Which I say with love and understanding. For a long time, I felt this way about the work of certain black writers. That I had to prove that I wasn’t one of those negroes who was going to write about poverty and the agony of being racially profiled. That I was going to write a novel like my heroes Ben Lerner and Knausgaard. A novel about contemporary life and subjectivity. I wouldn’t stop to identity and race and all that other jive bullshit, etc. No, I wouldn’t be reading those midcentury negroes. What did they have to teach me, a contemporary bleck homosexual with graduate degrees! I had Proust. I was a counterintuitive bleck.

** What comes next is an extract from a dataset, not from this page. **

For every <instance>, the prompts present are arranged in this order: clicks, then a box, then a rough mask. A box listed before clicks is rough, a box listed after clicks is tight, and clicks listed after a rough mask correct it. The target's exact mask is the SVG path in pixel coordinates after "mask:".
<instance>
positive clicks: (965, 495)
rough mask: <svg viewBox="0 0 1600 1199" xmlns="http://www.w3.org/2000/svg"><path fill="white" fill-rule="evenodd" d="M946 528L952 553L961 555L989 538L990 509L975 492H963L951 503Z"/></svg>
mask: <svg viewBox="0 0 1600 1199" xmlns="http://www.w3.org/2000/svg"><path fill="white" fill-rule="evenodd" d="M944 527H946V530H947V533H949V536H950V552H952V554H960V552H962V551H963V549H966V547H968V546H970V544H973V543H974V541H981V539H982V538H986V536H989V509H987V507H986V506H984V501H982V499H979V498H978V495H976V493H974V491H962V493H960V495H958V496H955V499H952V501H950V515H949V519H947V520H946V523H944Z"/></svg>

But then, you realize that even James Baldwin had to murder his father. He brutalized Richard Wright. The same way Hemingway had to brutalize Sherwood Anderson. The way we all cut our teeth chewing on the bones of those who made us. It is a natural part of growing up. But the key there is that one must grow up. One must set aside childish things. Because at their core, these essays are not really about aesthetics. Because what are they arguing against? The portrayal of pain in gay life? The portrayal of seriousness in gay life? The theme of sadness? Sex? Not enough sex? Like, those are not aesthetic arguments. Those are not real things that have anything to do with art. That is childish griping about books other people wrote while you yourself have not written a book. That is anxiety about your own future at work. It is fear.
Maybe I can put it another way.
I used to have a lot of thoughts and opinions about representation in movies and stories and tv and all that. I used to get on Twitter and be angry and snide and have strongly articulated principles. But then, when I started to write and publish little stories in little places, I stopped caring so much about representation in other people’s work. Now, I care insomuch as it sometimes is fun to write about a book or a movie or a play. It’s fun to take it apart and try to understand it. But now, I feel that I’m taking apart other people’s work with less mimetic jealousy in my heart. Or, another way still.
You are the one in control of your destiny. You may be your own father. Put the knife down, bestie.